Nappy bounded forward, elated to find his daughter and be free of the Witch Maze he had thought his grave. Gorlik followed, eyes big with fear. He did not want to betray Lod. The being of fire looked powerful and noble. The dwarf unstrung his sojourn pack and raised it to throw it into the darkness. But his arm would not work. Saor nudged into his brain and staggered him forward. Too late, Gorlik howled his dismay. The bag burst apart in his hands. The phanes, activated by Lod’s field of force, uncoiled and slashed through the air so fast none spied them but Lod and Saor.
Lod cut his power immediately, but the cables were already on him, biting into him with ice-edged pain. The powerdrop shrunk him and helped the phanes snare his plasma shape. In a fraction of a second, fate had reversed. Darkness swooped in on a
man-sized manikin of tired yellow light bound across arms and thighs by two black pythons.
Saor’s jubilant cry churned a great wind that lifted agate tiles from roofs and blew humans along the street like leaves.
Chan-ti clutched at Nappy. They crashed against a stoop and lay on the steps in a tight hug, watching Lod’s slack body, flimmery with reddening light, drift upward into the blind depths.
Loryn
At Ricks College in Rexburg, Idaho, Lorraine Poole had been an instructor in English and had taught several semesters of freshman composition and Introduction to Literature before a car crash on an ice-glassed freeway killed her. She remembered little about the accident —she had had an argument with her boyfriend and had been mulling that over while she drove home late at night. Visibility was good. The snow had cleared off, leaving the sky thistly with stars. But she had not really noticed the stars until she thought back on it, seven billion years after her steering wheel spun uselessly in her hands as her Ford Pinto glided over the ice and into the flaring dragon eyes of an oncoming diesel combine. She did not know if anyone else had died. She had not even realized she had died—until Genitrix woke her and told her where she had found herself: Xappur, the fog world of Chalco.

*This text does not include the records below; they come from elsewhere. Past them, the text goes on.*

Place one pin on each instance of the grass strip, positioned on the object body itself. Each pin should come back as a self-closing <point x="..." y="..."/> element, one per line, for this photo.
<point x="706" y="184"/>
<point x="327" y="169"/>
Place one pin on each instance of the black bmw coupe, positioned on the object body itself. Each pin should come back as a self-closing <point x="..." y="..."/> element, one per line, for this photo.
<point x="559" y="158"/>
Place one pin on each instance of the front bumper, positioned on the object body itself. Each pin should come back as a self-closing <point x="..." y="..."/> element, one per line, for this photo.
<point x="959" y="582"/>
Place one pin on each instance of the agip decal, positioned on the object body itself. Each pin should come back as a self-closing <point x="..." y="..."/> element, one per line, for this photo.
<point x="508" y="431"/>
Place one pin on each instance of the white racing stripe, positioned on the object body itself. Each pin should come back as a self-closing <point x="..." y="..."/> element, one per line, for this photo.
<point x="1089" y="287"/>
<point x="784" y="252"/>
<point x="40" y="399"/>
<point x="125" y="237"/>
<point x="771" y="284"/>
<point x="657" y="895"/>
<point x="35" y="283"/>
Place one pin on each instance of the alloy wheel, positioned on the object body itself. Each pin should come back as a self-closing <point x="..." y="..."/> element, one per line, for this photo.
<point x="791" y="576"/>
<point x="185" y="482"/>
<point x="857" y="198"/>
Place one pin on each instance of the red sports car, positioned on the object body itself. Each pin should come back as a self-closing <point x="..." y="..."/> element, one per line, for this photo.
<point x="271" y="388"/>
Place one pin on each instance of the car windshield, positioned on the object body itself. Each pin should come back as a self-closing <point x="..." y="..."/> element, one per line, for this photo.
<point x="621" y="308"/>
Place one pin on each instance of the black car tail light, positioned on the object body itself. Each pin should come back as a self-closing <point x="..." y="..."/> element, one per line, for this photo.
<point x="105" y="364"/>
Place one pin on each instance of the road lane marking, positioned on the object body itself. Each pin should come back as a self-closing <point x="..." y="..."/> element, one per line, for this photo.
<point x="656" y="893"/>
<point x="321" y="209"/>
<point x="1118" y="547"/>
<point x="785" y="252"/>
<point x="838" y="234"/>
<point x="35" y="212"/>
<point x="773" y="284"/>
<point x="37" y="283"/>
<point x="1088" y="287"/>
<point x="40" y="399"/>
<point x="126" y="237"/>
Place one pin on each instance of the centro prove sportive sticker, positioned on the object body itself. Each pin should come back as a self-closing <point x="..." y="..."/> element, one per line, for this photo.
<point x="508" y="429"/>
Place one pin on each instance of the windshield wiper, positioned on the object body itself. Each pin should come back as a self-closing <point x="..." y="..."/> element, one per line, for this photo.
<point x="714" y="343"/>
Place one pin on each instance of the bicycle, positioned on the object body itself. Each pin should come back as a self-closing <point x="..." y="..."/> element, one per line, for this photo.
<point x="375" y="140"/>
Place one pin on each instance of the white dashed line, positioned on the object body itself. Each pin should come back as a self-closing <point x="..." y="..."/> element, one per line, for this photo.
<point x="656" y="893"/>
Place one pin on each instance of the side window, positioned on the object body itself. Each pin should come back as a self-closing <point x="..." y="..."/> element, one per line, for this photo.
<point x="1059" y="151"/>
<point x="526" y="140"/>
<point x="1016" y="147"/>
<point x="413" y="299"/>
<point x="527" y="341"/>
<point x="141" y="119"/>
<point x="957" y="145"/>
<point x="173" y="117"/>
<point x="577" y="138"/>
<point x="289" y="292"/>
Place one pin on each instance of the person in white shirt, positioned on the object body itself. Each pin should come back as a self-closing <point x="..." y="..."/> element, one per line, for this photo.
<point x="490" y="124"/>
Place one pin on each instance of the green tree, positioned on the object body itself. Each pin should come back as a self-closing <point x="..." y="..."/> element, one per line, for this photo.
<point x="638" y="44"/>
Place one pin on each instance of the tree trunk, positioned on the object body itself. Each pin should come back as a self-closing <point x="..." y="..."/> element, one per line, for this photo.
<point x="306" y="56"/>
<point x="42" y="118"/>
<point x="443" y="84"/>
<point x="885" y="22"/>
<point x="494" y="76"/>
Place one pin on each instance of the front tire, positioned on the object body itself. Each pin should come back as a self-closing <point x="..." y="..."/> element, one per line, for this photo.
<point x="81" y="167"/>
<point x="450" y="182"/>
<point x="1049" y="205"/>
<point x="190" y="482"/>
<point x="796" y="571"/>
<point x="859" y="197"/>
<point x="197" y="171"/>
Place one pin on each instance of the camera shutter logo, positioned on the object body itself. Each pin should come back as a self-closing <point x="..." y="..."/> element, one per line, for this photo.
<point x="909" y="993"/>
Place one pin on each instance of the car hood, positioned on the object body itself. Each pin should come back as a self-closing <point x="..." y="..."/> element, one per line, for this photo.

Unlike many of Genitrix’s salvaged lives, Lorraine did not emerge as an adult. By some whim that even Genitrix herself could only explain as a program variance, the supercoiling of her DNA had been properly adjusted to eliminate aging beyond physical maturity and to correct her myopia and hypoglycemia, and she had been reborn as an infant. Genitrix apologized for this during the long introductory gestation, when Lorraine seemed to be alive inside a vast opal filled with a salutary iridescence and the dulcet voice of her re-creator. Almost all of Genitrix’s infant creations aborted in their birthsacks, usually devoured by beasts and sometimes, in the more desolate places, simply left to wither and die where no one, human or beast, noticed them.
Lorraine forgave Genitrix in advance. Inside the clement embrace of the opal light, she floated, too euphoric to care. As she did for all her infants, Genitrix arranged for the memory net in Lorraine’s brain to withhold her recall of Earth and all she had learned during her gestation until puberty—if she survived until then.